Binance-backed decentralized wallet brand with software and hardware extensions, Safepal, revealed its increased user base following the FTX meltdown. Days after the FTX crash, this spike in the film was revealed. According to reports, the platform’s fundamental decentralization principle is drawing in users in droves.
Increased interest In Decentralized systems
Since the FTX crash’s aftermath, the Safepal firm has seen a growth in platform users over time, and its hardware wallet sales have also seen a boom, reaching their greatest level ever.
The cryptocurrency exchange company Binance also supported Safepal during a 2018 fundraising campaign.
Days after the FTX crash, investors and crypto consumers flocked to this decentralized wallet brand.
The obvious relevance of a decentralized network has demonstrated its advantages over a centralized exchange, which may be hacked and also go bankrupt. Safepal, a Binance Decentralized wallet brand, is one which investors have flocked, to protect themselves from this crypto winter.
This business was formed in 2018 exclusively to maintain its decentralized nature while being very safe and protecting users’ assets and interests.

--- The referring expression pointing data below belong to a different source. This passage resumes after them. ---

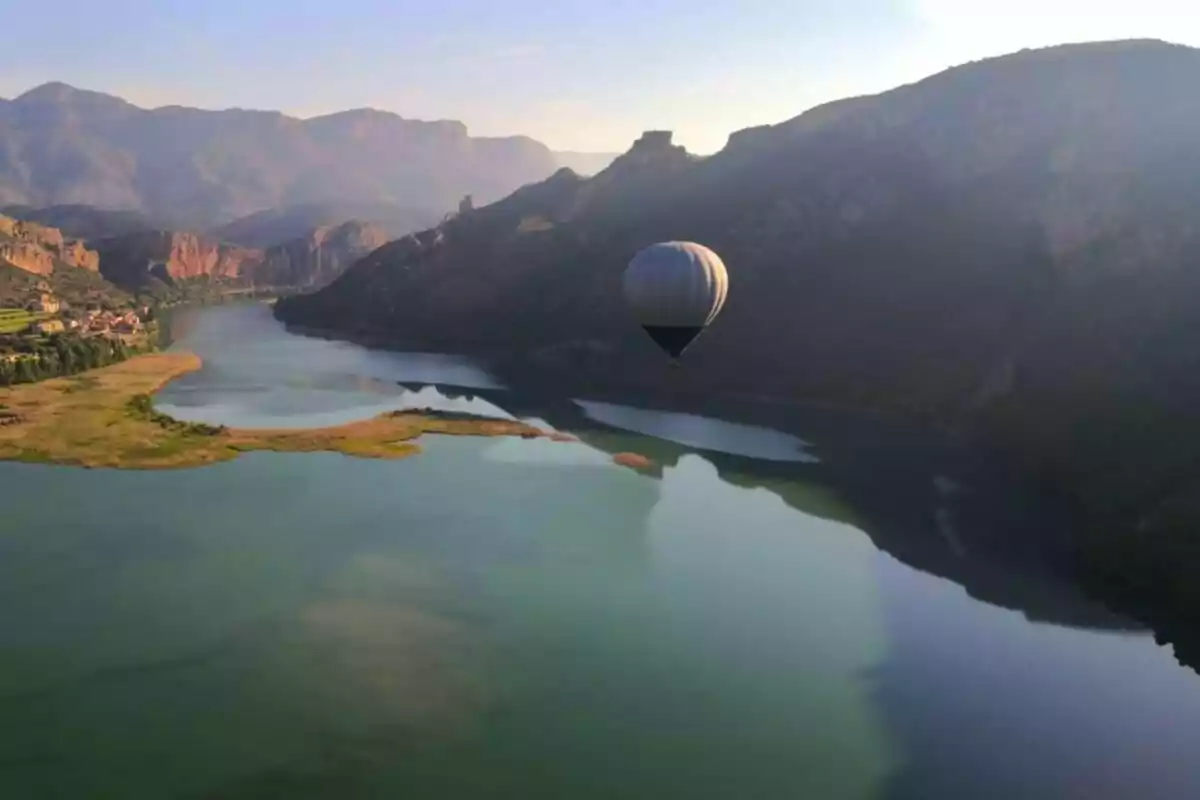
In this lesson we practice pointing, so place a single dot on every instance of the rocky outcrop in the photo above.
(135, 259)
(37, 248)
(306, 262)
(315, 260)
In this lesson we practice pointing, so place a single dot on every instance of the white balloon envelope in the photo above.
(676, 289)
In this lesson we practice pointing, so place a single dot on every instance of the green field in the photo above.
(13, 320)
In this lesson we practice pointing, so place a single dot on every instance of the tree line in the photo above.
(59, 355)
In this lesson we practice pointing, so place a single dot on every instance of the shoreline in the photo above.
(105, 419)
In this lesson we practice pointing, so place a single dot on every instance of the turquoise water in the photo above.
(499, 618)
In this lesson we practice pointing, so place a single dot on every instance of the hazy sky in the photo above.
(579, 74)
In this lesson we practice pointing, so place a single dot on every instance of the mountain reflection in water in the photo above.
(887, 485)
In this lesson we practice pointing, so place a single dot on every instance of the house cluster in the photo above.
(106, 323)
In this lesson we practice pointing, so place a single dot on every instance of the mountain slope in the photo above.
(192, 168)
(145, 259)
(1009, 246)
(276, 226)
(585, 163)
(83, 221)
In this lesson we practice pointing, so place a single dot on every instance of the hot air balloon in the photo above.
(676, 289)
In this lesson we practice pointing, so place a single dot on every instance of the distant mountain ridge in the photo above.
(1009, 247)
(585, 163)
(195, 169)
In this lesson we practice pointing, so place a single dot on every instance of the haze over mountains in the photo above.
(1009, 247)
(196, 169)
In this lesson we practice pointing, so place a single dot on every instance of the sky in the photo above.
(577, 74)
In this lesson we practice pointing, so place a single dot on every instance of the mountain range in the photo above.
(1008, 248)
(197, 169)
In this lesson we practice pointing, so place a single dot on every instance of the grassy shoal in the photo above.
(105, 417)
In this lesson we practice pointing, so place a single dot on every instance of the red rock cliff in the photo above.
(35, 248)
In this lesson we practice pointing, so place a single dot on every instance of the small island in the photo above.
(106, 417)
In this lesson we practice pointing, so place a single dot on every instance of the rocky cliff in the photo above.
(37, 248)
(133, 259)
(317, 258)
(1008, 247)
(137, 259)
(193, 169)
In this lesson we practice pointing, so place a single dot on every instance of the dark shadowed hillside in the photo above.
(190, 168)
(1009, 247)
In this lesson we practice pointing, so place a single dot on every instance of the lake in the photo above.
(831, 611)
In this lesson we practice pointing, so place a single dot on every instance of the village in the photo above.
(48, 314)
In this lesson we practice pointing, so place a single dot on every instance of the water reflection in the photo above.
(973, 535)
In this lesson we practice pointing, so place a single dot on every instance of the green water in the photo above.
(525, 619)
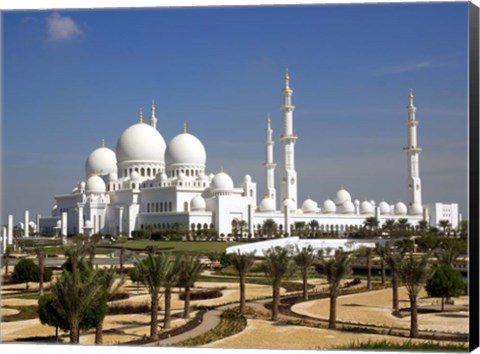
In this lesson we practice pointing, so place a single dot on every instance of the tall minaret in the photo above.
(289, 175)
(269, 164)
(153, 119)
(413, 152)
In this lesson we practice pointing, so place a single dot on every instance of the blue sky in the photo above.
(73, 77)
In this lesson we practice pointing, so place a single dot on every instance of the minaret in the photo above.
(289, 175)
(413, 152)
(269, 164)
(153, 119)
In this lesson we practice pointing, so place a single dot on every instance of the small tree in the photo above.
(304, 259)
(25, 271)
(414, 273)
(445, 282)
(335, 268)
(242, 263)
(276, 266)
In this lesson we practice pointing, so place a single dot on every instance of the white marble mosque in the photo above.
(146, 183)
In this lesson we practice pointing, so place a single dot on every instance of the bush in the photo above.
(202, 295)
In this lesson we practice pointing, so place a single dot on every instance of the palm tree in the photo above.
(152, 272)
(304, 259)
(107, 280)
(269, 227)
(382, 252)
(41, 255)
(277, 265)
(414, 273)
(75, 294)
(190, 270)
(313, 225)
(335, 268)
(242, 263)
(367, 253)
(170, 279)
(444, 224)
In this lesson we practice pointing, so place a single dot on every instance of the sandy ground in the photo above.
(375, 308)
(275, 336)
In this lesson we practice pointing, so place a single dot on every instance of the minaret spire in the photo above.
(413, 152)
(288, 139)
(153, 119)
(269, 164)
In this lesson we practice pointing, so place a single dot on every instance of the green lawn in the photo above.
(194, 247)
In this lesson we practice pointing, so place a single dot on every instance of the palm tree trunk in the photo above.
(382, 265)
(305, 284)
(74, 335)
(186, 308)
(395, 289)
(242, 294)
(413, 318)
(154, 319)
(99, 333)
(168, 307)
(369, 272)
(275, 301)
(332, 321)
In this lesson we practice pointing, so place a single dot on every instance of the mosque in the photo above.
(148, 184)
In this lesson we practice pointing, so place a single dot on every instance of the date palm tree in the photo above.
(41, 255)
(335, 268)
(241, 263)
(277, 265)
(152, 273)
(414, 273)
(190, 270)
(304, 259)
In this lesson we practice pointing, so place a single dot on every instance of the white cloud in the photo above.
(61, 28)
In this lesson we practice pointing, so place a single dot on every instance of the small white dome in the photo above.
(267, 205)
(416, 209)
(366, 207)
(384, 208)
(289, 204)
(198, 203)
(309, 206)
(140, 142)
(348, 208)
(101, 161)
(95, 184)
(185, 149)
(342, 197)
(222, 183)
(328, 207)
(135, 176)
(400, 209)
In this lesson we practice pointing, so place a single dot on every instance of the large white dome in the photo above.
(267, 205)
(101, 161)
(185, 149)
(342, 197)
(309, 206)
(140, 142)
(221, 183)
(95, 184)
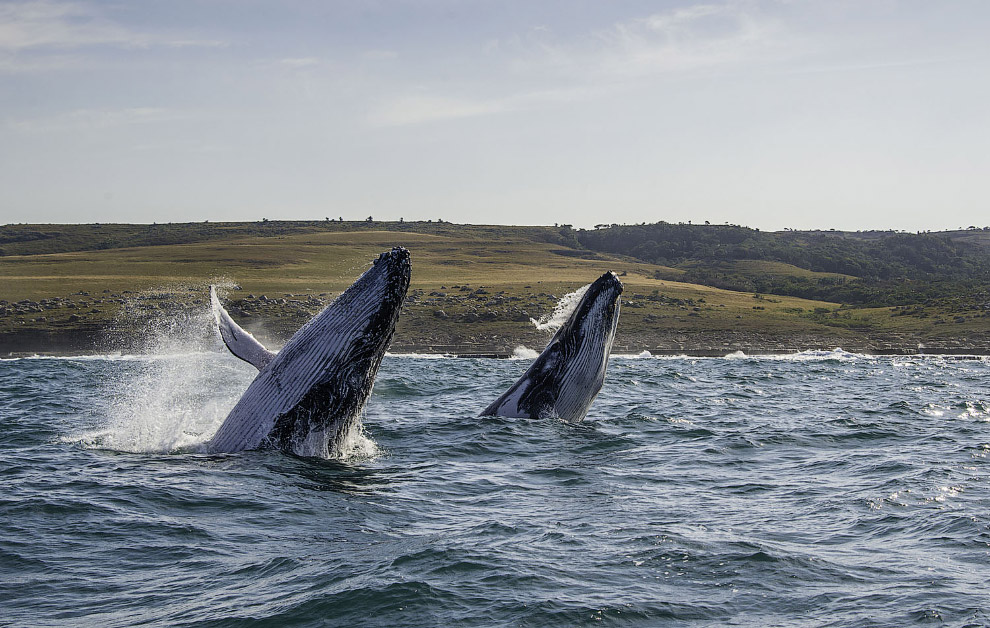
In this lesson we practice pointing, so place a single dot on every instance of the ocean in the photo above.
(817, 489)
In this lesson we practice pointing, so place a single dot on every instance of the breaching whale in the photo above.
(307, 397)
(566, 377)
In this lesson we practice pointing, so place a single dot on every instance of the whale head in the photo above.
(310, 395)
(565, 379)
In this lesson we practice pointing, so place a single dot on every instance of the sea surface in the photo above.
(819, 489)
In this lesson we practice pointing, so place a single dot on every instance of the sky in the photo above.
(774, 114)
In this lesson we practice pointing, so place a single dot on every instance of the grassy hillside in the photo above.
(474, 288)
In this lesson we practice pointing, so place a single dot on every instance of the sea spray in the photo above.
(524, 353)
(178, 392)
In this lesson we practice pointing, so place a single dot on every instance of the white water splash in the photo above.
(524, 353)
(175, 394)
(642, 355)
(561, 312)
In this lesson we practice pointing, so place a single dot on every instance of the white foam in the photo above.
(642, 355)
(561, 312)
(524, 353)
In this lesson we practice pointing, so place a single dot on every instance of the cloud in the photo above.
(534, 70)
(62, 25)
(299, 62)
(93, 119)
(425, 108)
(44, 26)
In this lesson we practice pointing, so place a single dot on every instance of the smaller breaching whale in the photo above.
(566, 377)
(306, 398)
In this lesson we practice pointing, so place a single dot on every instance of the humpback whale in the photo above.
(566, 377)
(307, 397)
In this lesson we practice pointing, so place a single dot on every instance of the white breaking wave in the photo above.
(642, 355)
(561, 312)
(524, 353)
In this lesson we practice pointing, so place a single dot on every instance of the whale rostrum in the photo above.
(307, 397)
(565, 379)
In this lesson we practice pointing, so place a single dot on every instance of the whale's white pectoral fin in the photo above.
(241, 343)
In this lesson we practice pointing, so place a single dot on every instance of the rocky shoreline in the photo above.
(97, 340)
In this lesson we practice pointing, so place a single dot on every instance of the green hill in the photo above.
(474, 289)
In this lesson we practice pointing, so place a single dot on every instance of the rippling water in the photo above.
(819, 489)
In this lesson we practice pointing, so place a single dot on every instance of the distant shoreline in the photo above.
(697, 344)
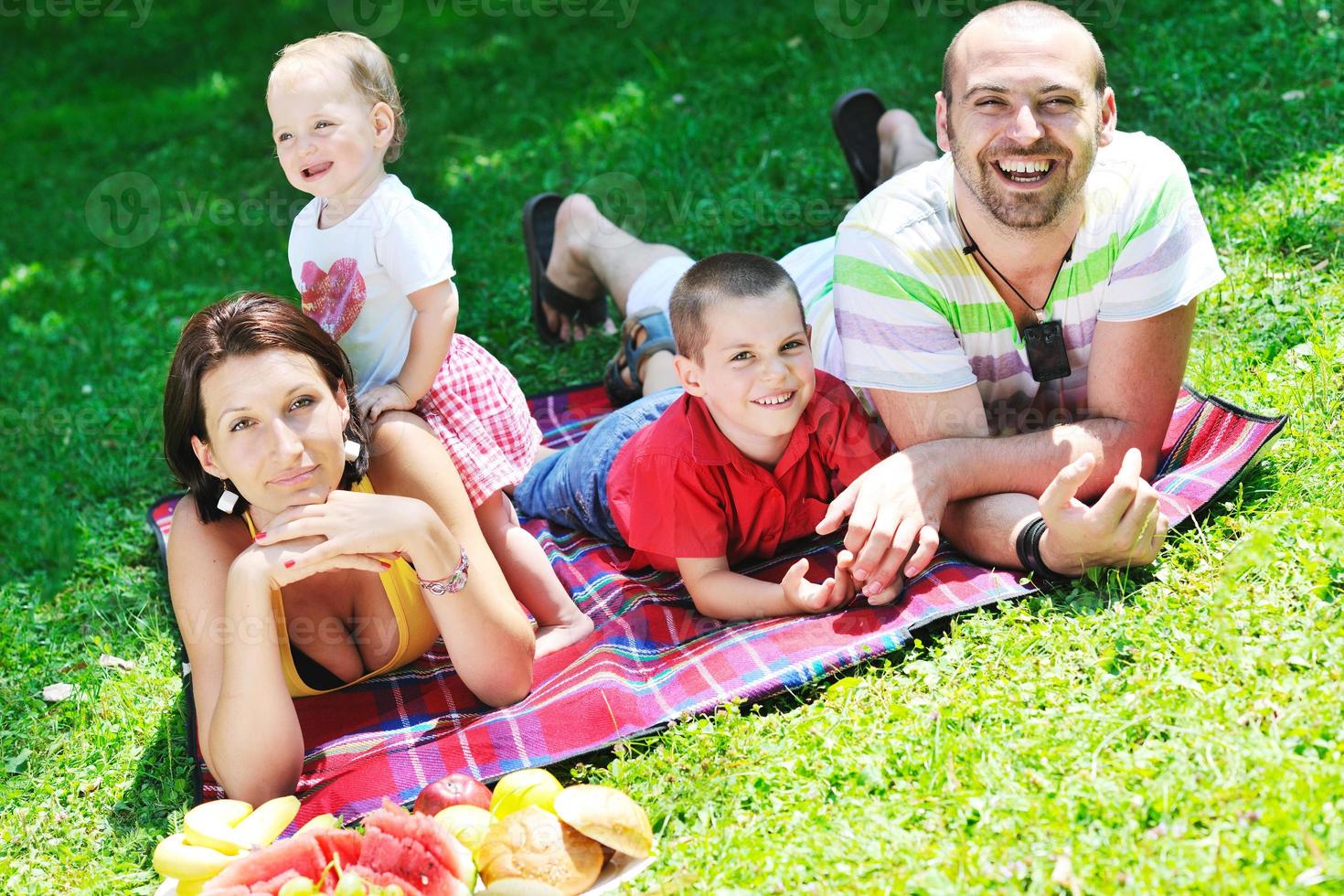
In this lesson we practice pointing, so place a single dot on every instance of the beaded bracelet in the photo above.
(454, 581)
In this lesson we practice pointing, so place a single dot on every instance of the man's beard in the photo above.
(1021, 209)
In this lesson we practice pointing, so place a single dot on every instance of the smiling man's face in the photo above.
(1024, 120)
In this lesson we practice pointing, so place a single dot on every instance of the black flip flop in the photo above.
(855, 120)
(657, 337)
(539, 240)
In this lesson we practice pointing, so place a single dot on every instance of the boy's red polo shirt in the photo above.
(680, 489)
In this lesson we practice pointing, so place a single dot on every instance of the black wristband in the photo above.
(1029, 547)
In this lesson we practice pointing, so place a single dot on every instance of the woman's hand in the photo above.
(349, 531)
(279, 564)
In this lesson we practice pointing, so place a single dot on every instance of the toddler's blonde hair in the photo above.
(368, 68)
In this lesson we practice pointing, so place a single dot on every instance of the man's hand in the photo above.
(1124, 528)
(806, 597)
(894, 508)
(385, 398)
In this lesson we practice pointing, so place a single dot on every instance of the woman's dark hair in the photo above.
(248, 324)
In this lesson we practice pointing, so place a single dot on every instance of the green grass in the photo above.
(1172, 731)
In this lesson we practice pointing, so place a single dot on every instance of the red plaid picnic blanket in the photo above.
(652, 657)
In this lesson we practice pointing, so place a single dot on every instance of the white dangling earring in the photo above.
(228, 498)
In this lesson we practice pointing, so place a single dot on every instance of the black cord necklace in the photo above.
(1046, 351)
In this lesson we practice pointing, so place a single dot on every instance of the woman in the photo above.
(306, 558)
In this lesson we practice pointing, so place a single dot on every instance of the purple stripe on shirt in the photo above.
(1000, 367)
(918, 338)
(1164, 255)
(994, 368)
(1080, 335)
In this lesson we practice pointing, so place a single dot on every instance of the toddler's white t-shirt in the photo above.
(354, 277)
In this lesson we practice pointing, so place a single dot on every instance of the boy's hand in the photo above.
(385, 398)
(894, 513)
(806, 597)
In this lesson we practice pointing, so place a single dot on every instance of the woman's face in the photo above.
(276, 430)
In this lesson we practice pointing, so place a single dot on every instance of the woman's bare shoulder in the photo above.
(406, 457)
(199, 554)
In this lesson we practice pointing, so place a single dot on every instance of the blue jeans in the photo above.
(569, 486)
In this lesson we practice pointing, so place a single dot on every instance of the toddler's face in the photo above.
(755, 374)
(325, 132)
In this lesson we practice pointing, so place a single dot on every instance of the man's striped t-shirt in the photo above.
(914, 314)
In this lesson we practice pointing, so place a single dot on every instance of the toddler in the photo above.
(374, 268)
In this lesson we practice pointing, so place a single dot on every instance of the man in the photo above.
(1040, 226)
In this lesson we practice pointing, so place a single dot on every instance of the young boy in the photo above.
(741, 460)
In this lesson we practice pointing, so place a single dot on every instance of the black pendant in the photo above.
(1046, 351)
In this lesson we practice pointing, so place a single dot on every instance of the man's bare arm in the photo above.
(1135, 374)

Decentralization, The Better System?
Victoria Wong, CEO of Safpal, discusses the lessons that might be drawn from the FTX tragedy. She stated that the FTX crisis had shown the industry the value of accountability and transparency, but more crucially, how superior decentralization was to all other forms of operations.
She proceeded by noting that Safepal will become the safe haven for these investors and users who plunge into this awareness as more people become highly conscious of the necessity of having full control of their funds, being able to withdraw, deposit, and trade at any time.
She also lauded Safepal, saying it was on the verge of becoming one of the best Web3 entryways for newcomers and investors.
Safepal’s current phenomenal growth may be ascribed to the decentralization principle, which forms the foundation of its operating system. It is also credited to investors’ efforts in looking into investment options that won’t endanger the security of their money.
In a six-month survey, an increase of more than 7 million individuals from more than 190 countries were found to be active and signed in on the platform.